Lucía rompió el silencio con un susurro: —¿De verdad crees que te mentiría con algo así?

No supe qué responder. Me sentí sucio por dudar, pero también traicionado por esa sombra que crecía cada día entre nosotros. En España, hablar de estas cosas sigue siendo tabú. Nadie quiere ser el marido engañado, el cornudo del barrio. Pero yo necesitaba saber.

Esa noche dormí en el sofá. Daniel vino a buscarme a las siete de la mañana, arrastrando su peluche de dinosaurio. “Papá, ¿por qué no duermes con mamá?” Me dolió más esa pregunta que cualquier sospecha. Le acaricié el pelo y le prometí que todo iría bien.

Durante semanas, Lucía y yo apenas nos hablamos. Yo iba al trabajo —soy administrativo en una gestoría— y volvía a casa con el estómago encogido. Mis compañeros notaron mi mal humor. “¿Te pasa algo, Álvaro?” preguntó un día Sergio mientras tomábamos café en el bar de abajo. Dudé antes de contestar, pero al final solté la verdad: “Creo que Daniel no es mi hijo”.

Sergio me miró con compasión y me contó que su primo había pasado por lo mismo. “Hazte una prueba de ADN y sal de dudas”, me aconsejó. Esa misma tarde busqué en internet laboratorios en Madrid. Me temblaban las manos al pedir cita.

Cuando le conté a Lucía lo que iba a hacer, rompió a llorar. —¿Tan poco confías en mí? —gritó—. ¡Después de todo lo que hemos pasado!

—No puedo vivir así —le respondí—. Necesito saberlo.

El día de la prueba llevé a Daniel al laboratorio con la excusa de un chequeo médico. Me sentí el peor padre del mundo por mentirle. El técnico nos tomó una muestra de saliva a los dos y me dijo que los resultados estarían en una semana.

Esa semana fue un infierno. Lucía apenas salía del dormitorio. Mi madre me llamaba cada noche para preguntar si ya sabía algo. Yo solo quería abrazar a Daniel y olvidar todo esto, pero no podía.

El sobre llegó un viernes por la tarde. Lo abrí solo, sentado en la cocina. “No existe relación biológica entre Álvaro Jiménez García y Daniel Jiménez López”. Sentí como si me arrancaran el corazón del pecho.

Me encerré en el baño y lloré como un niño. Después salí y busqué a Lucía. Estaba sentada en la cama, con los ojos rojos e hinchados.

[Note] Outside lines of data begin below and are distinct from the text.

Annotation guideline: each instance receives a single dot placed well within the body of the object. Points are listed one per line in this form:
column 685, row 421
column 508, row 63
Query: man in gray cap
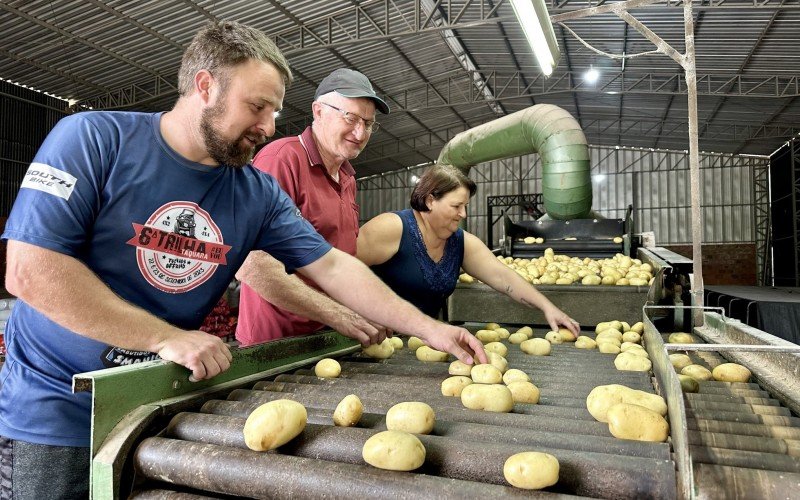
column 314, row 169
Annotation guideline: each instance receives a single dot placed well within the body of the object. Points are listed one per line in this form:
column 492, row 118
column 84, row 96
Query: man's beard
column 223, row 151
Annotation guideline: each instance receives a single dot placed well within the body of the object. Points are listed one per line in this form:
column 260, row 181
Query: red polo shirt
column 328, row 205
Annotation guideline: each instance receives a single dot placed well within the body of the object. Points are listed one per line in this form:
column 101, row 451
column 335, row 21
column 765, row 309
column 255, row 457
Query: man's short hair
column 437, row 181
column 223, row 45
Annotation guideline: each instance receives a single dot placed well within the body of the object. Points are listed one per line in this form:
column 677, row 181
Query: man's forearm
column 352, row 283
column 61, row 287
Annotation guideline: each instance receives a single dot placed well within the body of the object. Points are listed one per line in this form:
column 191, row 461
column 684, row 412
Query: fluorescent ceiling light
column 591, row 75
column 535, row 21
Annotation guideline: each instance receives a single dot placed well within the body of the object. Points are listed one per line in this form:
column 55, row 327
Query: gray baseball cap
column 350, row 83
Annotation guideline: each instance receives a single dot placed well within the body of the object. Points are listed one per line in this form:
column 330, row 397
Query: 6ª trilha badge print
column 179, row 247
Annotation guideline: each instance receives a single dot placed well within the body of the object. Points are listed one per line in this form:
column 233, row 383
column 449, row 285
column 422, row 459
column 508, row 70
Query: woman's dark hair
column 437, row 181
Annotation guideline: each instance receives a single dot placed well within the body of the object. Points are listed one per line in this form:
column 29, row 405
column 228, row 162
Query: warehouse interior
column 445, row 67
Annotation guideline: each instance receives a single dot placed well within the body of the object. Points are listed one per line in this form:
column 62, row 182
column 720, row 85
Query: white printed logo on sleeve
column 179, row 247
column 47, row 179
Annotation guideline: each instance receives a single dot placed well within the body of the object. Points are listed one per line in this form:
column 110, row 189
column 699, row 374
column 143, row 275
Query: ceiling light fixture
column 591, row 75
column 535, row 21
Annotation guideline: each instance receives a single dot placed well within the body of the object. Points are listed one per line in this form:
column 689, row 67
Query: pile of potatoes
column 629, row 413
column 552, row 269
column 492, row 386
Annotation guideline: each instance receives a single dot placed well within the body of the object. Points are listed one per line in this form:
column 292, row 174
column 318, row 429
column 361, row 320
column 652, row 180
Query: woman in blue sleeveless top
column 418, row 251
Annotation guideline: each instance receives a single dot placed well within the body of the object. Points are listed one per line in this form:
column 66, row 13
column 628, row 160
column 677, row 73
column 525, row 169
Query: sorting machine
column 156, row 435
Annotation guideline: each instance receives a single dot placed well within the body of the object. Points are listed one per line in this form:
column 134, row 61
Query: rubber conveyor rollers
column 204, row 450
column 742, row 441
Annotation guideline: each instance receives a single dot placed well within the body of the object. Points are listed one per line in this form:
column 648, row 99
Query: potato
column 681, row 338
column 514, row 375
column 537, row 347
column 627, row 346
column 566, row 335
column 608, row 348
column 585, row 342
column 680, row 361
column 697, row 372
column 731, row 372
column 394, row 450
column 636, row 352
column 458, row 367
column 502, row 332
column 630, row 421
column 452, row 386
column 384, row 350
column 414, row 343
column 531, row 470
column 487, row 336
column 274, row 424
column 528, row 331
column 411, row 416
column 496, row 347
column 497, row 361
column 348, row 412
column 604, row 397
column 524, row 392
column 486, row 374
column 327, row 368
column 631, row 337
column 496, row 398
column 425, row 353
column 517, row 338
column 688, row 384
column 627, row 361
column 608, row 338
column 554, row 338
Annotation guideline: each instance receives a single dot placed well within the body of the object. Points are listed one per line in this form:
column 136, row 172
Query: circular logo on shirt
column 179, row 247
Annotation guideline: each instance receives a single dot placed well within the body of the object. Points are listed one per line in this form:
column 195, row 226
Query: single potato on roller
column 411, row 416
column 531, row 470
column 274, row 424
column 631, row 421
column 348, row 412
column 496, row 398
column 394, row 450
column 327, row 368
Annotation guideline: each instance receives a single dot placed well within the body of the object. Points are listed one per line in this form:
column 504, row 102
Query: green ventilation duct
column 545, row 129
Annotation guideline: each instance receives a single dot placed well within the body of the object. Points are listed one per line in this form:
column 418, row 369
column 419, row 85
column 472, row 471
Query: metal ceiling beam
column 372, row 21
column 83, row 41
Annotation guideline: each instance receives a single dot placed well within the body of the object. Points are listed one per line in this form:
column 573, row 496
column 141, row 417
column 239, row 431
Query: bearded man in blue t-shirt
column 127, row 229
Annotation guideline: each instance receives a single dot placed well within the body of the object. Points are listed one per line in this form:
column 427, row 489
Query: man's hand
column 458, row 342
column 205, row 355
column 351, row 324
column 556, row 317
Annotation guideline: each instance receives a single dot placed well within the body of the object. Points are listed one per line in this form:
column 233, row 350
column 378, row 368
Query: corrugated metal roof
column 748, row 65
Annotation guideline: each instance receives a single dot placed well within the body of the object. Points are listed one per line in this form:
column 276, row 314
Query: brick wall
column 725, row 264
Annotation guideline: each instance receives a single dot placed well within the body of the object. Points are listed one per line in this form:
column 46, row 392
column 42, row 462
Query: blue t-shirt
column 414, row 276
column 162, row 232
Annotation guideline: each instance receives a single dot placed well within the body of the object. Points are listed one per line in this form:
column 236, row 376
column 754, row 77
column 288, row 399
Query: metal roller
column 380, row 394
column 529, row 437
column 511, row 420
column 746, row 459
column 719, row 482
column 745, row 443
column 777, row 432
column 234, row 471
column 433, row 391
column 585, row 473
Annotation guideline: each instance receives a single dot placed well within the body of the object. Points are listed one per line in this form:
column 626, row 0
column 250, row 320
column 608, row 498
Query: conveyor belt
column 743, row 442
column 203, row 449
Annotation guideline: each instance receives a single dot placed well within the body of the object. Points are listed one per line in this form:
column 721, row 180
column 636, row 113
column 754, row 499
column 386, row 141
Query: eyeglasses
column 352, row 119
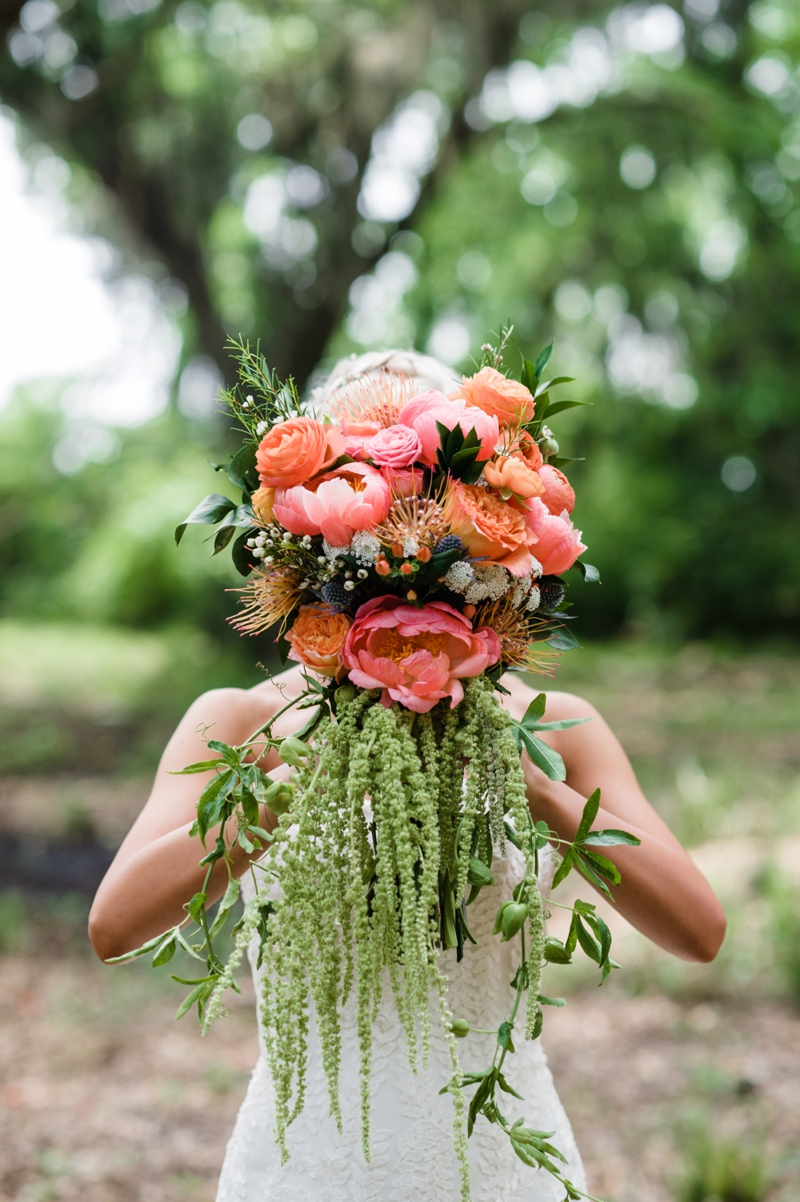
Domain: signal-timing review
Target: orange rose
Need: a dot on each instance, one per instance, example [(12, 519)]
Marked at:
[(490, 529), (317, 636), (262, 504), (508, 400), (297, 450), (513, 475)]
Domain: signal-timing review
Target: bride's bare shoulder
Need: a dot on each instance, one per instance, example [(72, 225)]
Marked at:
[(236, 712)]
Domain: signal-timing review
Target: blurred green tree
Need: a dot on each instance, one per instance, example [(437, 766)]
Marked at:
[(335, 176)]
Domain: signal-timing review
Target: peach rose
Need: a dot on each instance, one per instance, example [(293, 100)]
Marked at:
[(297, 450), (317, 637), (557, 543), (489, 528), (394, 446), (513, 475), (336, 505), (358, 436), (559, 494), (527, 450), (404, 481), (262, 504), (423, 412), (417, 656), (508, 400)]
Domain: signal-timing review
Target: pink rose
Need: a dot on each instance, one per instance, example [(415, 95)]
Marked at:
[(404, 481), (394, 446), (417, 656), (336, 505), (557, 543), (358, 436), (559, 494), (424, 411)]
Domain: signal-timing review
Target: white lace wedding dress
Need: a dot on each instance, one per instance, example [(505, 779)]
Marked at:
[(412, 1125)]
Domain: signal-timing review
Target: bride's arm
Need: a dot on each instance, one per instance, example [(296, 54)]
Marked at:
[(156, 869), (662, 893)]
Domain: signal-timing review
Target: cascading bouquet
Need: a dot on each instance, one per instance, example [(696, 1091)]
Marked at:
[(411, 548)]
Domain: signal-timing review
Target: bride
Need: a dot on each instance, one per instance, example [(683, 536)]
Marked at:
[(412, 1159)]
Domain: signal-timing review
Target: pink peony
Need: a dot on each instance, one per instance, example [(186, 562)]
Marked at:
[(559, 494), (336, 505), (394, 446), (417, 656), (404, 481), (424, 411), (557, 543)]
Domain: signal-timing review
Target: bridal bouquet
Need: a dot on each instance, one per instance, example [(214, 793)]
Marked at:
[(410, 548)]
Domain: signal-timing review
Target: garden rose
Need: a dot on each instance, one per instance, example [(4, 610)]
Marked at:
[(557, 543), (490, 529), (317, 637), (508, 400), (262, 504), (424, 411), (358, 436), (336, 505), (513, 474), (404, 481), (297, 450), (417, 656), (559, 494), (394, 446)]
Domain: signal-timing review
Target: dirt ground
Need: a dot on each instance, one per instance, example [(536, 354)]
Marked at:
[(106, 1099)]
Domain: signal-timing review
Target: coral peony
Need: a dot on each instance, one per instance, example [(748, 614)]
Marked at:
[(423, 412), (557, 543), (317, 637), (489, 528), (508, 400), (395, 446), (559, 494), (336, 505), (417, 656), (297, 450), (262, 501), (507, 472)]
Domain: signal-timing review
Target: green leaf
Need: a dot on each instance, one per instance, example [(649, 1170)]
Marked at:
[(589, 572), (565, 867), (562, 640), (143, 950), (195, 908), (543, 756), (209, 511), (242, 469), (536, 709), (166, 952), (201, 766), (551, 384), (506, 1088), (610, 838), (505, 1036), (587, 816), (542, 361), (200, 993)]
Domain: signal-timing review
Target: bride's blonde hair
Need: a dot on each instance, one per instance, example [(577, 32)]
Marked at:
[(422, 372)]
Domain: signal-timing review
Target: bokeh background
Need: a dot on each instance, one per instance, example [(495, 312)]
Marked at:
[(329, 177)]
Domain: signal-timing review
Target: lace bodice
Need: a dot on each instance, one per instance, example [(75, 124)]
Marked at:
[(412, 1125)]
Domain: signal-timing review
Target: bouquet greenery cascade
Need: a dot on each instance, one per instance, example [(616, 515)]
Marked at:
[(411, 548)]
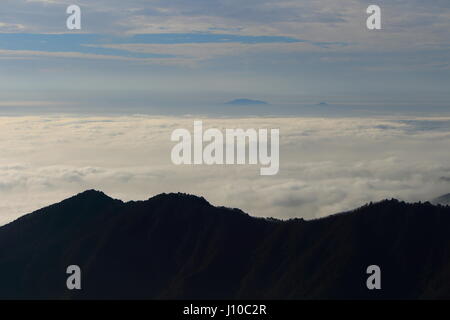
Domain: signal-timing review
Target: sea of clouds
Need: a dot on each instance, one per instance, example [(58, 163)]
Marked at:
[(327, 165)]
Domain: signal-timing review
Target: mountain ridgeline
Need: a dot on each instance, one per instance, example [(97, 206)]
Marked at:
[(178, 246)]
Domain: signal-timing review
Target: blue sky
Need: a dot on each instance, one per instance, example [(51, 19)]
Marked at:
[(146, 55)]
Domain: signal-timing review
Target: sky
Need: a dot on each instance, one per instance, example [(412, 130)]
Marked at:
[(192, 53), (363, 114)]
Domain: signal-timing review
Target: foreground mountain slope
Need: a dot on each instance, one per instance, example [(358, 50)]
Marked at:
[(176, 246)]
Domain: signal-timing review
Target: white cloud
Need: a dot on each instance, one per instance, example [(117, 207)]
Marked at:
[(327, 165)]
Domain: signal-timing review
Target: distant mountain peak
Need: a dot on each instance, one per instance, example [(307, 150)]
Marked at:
[(245, 101), (179, 196)]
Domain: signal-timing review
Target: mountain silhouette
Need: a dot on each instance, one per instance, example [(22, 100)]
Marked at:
[(178, 246)]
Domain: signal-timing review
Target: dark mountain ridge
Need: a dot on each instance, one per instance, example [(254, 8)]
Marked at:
[(178, 246)]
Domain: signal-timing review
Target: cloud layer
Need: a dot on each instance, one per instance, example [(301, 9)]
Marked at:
[(327, 165)]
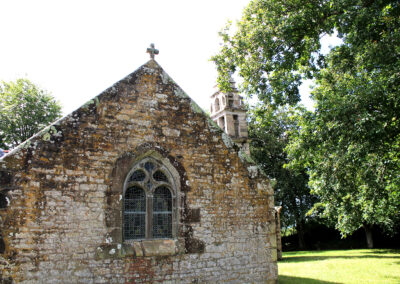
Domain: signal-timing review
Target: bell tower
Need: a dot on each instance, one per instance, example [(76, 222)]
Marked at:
[(228, 111)]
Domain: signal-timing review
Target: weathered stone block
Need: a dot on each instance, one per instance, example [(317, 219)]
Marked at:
[(159, 247)]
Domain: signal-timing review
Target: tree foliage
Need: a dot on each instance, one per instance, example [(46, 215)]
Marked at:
[(24, 110), (269, 131), (350, 143)]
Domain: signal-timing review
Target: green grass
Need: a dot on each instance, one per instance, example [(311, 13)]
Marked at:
[(340, 266)]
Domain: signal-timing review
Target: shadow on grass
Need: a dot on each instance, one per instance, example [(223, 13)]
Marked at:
[(300, 280), (384, 251)]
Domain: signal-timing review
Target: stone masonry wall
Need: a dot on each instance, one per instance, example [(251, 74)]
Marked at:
[(61, 222)]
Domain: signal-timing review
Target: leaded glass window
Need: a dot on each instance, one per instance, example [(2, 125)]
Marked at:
[(134, 213), (162, 213), (149, 200)]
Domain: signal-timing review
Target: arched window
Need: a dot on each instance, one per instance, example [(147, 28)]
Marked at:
[(149, 210), (216, 104)]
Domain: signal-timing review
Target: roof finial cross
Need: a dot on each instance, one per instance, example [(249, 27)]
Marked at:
[(152, 51)]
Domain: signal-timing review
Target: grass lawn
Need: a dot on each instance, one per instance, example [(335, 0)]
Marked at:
[(340, 266)]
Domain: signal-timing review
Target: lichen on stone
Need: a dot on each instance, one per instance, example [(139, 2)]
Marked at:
[(245, 158), (227, 140)]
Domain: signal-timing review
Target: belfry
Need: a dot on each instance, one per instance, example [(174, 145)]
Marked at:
[(228, 111)]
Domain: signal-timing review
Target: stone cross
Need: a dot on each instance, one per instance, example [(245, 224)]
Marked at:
[(152, 51)]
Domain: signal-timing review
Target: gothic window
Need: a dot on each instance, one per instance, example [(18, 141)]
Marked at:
[(216, 104), (149, 210)]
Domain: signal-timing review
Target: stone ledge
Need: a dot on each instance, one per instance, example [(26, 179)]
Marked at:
[(143, 248)]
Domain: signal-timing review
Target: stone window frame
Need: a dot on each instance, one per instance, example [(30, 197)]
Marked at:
[(173, 186)]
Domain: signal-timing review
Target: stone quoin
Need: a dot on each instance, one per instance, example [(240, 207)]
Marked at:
[(136, 186)]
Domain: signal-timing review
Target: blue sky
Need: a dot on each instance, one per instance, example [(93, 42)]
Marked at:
[(76, 49)]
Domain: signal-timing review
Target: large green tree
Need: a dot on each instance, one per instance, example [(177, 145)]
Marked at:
[(24, 110), (269, 130), (350, 143)]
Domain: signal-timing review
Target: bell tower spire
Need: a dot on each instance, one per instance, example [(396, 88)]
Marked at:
[(228, 111)]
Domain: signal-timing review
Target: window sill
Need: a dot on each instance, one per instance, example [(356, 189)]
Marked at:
[(144, 248)]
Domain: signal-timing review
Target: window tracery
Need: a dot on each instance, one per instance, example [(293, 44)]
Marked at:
[(149, 210)]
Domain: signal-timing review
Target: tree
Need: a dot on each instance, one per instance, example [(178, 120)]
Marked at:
[(269, 131), (24, 110), (350, 143)]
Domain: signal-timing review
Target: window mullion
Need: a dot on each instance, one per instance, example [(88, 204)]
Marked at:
[(149, 216)]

—Lo sabía —dije simplemente.

Ella asintió en silencio. Tardó unos minutos en hablar:

—Fue una sola vez, Álvaro… Antes de casarnos… No pensé que pudiera pasar…

La rabia me nubló la vista. Grité, insulté, rompí una foto nuestra contra la pared. Pero después vino el vacío.

Durante días no supe qué hacer. Mi madre me animaba a pedir el divorcio y luchar por la custodia. Mis amigos me decían que olvidara todo y siguiera adelante por Daniel. Pero ¿cómo se sigue adelante cuando tu vida entera ha sido una mentira?

Daniel seguía siendo mi hijo ante la ley, pero ¿lo era en mi corazón? Recordé todas las noches en vela cuidándole cuando tenía fiebre, sus primeros pasos, su primer día de cole… ¿Eso no cuenta?

Una tarde, mientras Daniel dibujaba en el salón, me senté a su lado.

—¿Sabes cuánto te quiero? —le pregunté.

Él asintió sin dejar de colorear.

—¿Y tú me quieres a mí?

Me miró con esos ojos verdes tan distintos a los míos y dijo: —Eres mi papá.

En ese momento entendí que la sangre no lo es todo. Decidí quedarme y luchar por mi familia, aunque nunca olvidaré lo que pasó.

Hoy sigo con Lucía, aunque nada volvió a ser igual. A veces me pregunto si hice bien o mal. ¿Qué haríais vosotros? ¿El amor puede superar una traición así o hay heridas que nunca cierran?